How to write an issue

GitHub issues are often the first step in the PR process, since many of our PRs are reactions to bug reports and feature requests we receive. Because of this, it is worth spending a little time discussing what makes a high-quality issue.

While it might seem like opening an issue with just the error message you received is “good enough” for the package maintainer to figure it out, this typically isn’t the case in practice. Maintainers generally need enough context to reproduce the exact issue themselves before working on a solution. Crafting a great issue is a critical part of helping me (the maintainer) help you (the issue opener).

Great issues are composed of two parts:

  • Context around what you are trying to accomplish.

  • A minimal reproducible example of the problem.

Context

Issues come in all shapes and sizes, and package maintainers have to work through many of them in a single day, so providing context around exactly what was expected to happen vs what actually happened is extremely helpful. Useful context takes the form of a complete paragraph including:

  • The overarching type of problem you are experiencing - such as a bug, performance regression, or a missing feature.

  • The specific functions involved.

  • Any relevant package versions.

  • Links to any relevant issues or pull requests.

This dplyr issue is a great example of providing useful context:

Using case_when in a mutate call with a grouping variable is much, much slower in v1.1.0 compared to v1.0.10. The code works but it’s causing a tremendous slowdown in many of the packages I maintain.

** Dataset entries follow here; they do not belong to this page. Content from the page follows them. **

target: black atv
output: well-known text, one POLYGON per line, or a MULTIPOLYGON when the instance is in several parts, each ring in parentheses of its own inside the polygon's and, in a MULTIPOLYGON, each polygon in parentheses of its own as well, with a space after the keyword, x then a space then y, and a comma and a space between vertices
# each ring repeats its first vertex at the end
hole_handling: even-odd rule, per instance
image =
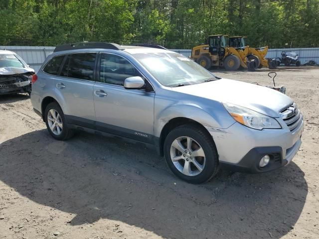
POLYGON ((283 51, 281 53, 281 58, 278 57, 276 59, 277 66, 284 64, 286 66, 291 64, 295 64, 296 66, 301 65, 299 56, 295 51, 283 51))

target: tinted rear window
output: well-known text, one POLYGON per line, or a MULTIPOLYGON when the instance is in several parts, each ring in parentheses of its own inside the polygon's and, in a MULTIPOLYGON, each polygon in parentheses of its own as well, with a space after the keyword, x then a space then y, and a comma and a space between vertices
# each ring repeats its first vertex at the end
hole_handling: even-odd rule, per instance
POLYGON ((52 58, 43 68, 43 71, 51 75, 57 75, 59 73, 60 66, 64 58, 64 55, 55 56, 52 58))
POLYGON ((96 53, 69 55, 60 75, 71 78, 93 80, 93 71, 96 53))
POLYGON ((0 54, 0 67, 24 68, 23 64, 13 54, 0 54))

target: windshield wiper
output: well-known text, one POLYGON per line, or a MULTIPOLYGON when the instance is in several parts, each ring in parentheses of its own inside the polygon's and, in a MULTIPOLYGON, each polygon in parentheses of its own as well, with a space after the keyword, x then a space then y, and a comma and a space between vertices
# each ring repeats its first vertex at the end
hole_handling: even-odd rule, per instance
POLYGON ((178 85, 173 85, 173 86, 171 86, 171 87, 179 87, 180 86, 189 86, 189 84, 180 83, 180 84, 179 84, 178 85))

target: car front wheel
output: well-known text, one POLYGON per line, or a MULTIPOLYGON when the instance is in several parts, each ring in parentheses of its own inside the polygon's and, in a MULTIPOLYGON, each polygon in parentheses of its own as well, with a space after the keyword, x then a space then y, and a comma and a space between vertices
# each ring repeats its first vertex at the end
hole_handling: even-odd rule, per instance
POLYGON ((189 183, 205 182, 218 172, 218 156, 212 138, 195 124, 171 130, 165 140, 164 156, 173 173, 189 183))

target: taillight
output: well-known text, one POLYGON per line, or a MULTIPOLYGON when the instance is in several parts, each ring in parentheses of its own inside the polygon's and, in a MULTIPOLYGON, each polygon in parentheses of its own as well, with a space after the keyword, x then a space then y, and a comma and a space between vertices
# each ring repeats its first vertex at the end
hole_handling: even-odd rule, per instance
POLYGON ((34 82, 35 82, 37 79, 38 79, 38 76, 37 76, 35 74, 33 74, 32 75, 32 81, 31 81, 32 84, 33 84, 34 82))

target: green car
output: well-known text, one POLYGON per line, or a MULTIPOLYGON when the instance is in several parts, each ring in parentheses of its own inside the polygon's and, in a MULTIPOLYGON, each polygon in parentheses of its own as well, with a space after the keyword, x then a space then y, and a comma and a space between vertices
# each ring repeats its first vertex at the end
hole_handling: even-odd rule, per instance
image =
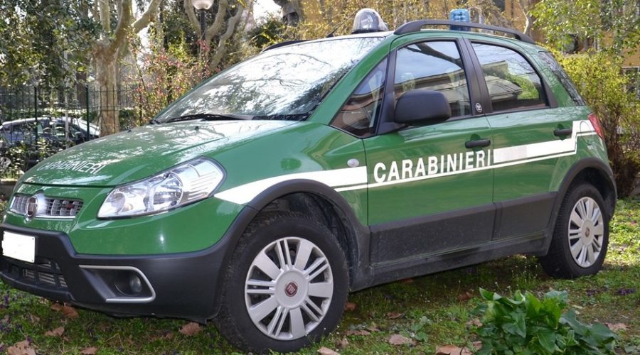
POLYGON ((517 253, 596 273, 616 200, 597 118, 526 36, 422 29, 460 23, 277 45, 46 160, 3 220, 3 282, 213 320, 261 352, 318 340, 349 292, 402 278, 517 253))

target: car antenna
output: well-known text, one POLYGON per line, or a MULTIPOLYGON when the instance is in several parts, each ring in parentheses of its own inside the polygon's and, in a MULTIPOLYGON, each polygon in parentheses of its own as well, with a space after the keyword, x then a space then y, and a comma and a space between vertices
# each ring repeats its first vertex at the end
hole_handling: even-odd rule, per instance
POLYGON ((336 28, 334 28, 334 31, 331 31, 329 33, 329 34, 326 35, 326 38, 330 38, 331 37, 334 37, 334 33, 335 33, 336 31, 339 30, 340 28, 342 27, 348 21, 353 20, 353 15, 355 15, 355 14, 356 14, 356 12, 351 13, 351 16, 350 16, 351 18, 349 17, 347 17, 346 18, 344 19, 344 21, 343 21, 342 22, 338 23, 338 26, 336 26, 336 28))

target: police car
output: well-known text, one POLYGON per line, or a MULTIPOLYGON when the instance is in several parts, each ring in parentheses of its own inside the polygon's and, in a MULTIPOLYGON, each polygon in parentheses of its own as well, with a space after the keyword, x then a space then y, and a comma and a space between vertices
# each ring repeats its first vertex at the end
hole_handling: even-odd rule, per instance
POLYGON ((290 351, 375 285, 516 253, 598 272, 616 200, 602 129, 549 53, 471 23, 388 31, 369 11, 355 30, 268 48, 28 171, 3 282, 290 351))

The issue author goes on to provide a full before and after benchmark reprex (which is excellent!), but the context was actually so comprehensive that we could have reproduced this ourselves without it.

Reprex

A reproducible example, or reprex, is the most important part of a high-quality issue. To create a reprex, you’ll use the reprex package. To learn how to use the package, read this article. If you have the time, you should also watch Jenny Bryan’s webinar (linked from that article) that discusses how to use the package.

Without a reprex, it is typically extremely difficult for maintainers to reproduce an issue, which significantly decreases the chance of it getting resolved in a favorable way.

As you get into the habit of creating reprexes for your issues, you’ll find that the process of creating the reprex often leads you to solve the problem on your own. Because reprex forces you to run your example in a new R session, effectively giving you a “fresh start,” you’ll commonly discover that you had something “weird” in your main R session that was causing the problem to begin with.

Once you’ve gotten comfortable with creating reprexes, you should next work on making them minimal. Creating a minimal reprex is a bit of an artform, and involves stripping down an existing reprex to the minimum amount of packages and code needed to reproduce the issue. Sometimes this requires going a level deeper into the code to figure out where the underlying problem is coming from. For example, with the dplyr issue mentioned in the context section, Hadley further refined the original reprex by removing the mutate(), group_by(), and data frame from the example to show that the problem was directly related to an unexpected amount of overhead in case_when(). Creating minimal reprexes allows us to quickly focus in on the exact problem, resulting in faster PRs, like this one, to resolve them.

If your reprex involves some kind of performance regression, we recommend that you use the bench package to include a before and after reprex. This involves installing a version of the package before the regression (with devtools::install_version()), running a reprex that involves a call to bench::mark() which demonstrates the issue, and then rerunning that same reprex with the faulty version of the package installed. Hadley’s minimal reprex mentioned above is a great example of this.

New issues vs closed issues

If you find that you are having a problem that looks similar to an existing closed issue, we in the tidyteam greatly prefer that you open a new issue rather than commenting on an existing closed one. Some repositories have even set up a GitHub Actions workflow that locks old issues, preventing this. It is typically much easier for us to keep track of open issues, so the chance of your issue being resolved is much higher if you open a new one with full context, a reprex, and a link to the issue that you believe is related.

Issue first, PR second

If you are an external contributor to a package and feel that you have found a bug, it is highly recommended that you open an issue first before attempting a PR. This gives the maintainer a chance to confirm that what you are seeing is actually an issue, and that they are willing to accept a PR for it. Importantly, it avoids the tough situation of a PR author spending a bunch of time on a PR only for it to be closed by the reviewer because they didn’t believe it was a bug or didn’t agree with the approach taken by the author.

For existing issues, it is typically still worth adding a comment on the issue asking if the maintainer would accept a PR for it. They might have plans to revamp that section of the codebase entirely, which may invalidate your PR altogether. Even if they say yes, remember that you might not get an immediate review if the maintainer isn’t actively working on the package, as mentioned in the patterns of collaboration section, but we still value all contributions!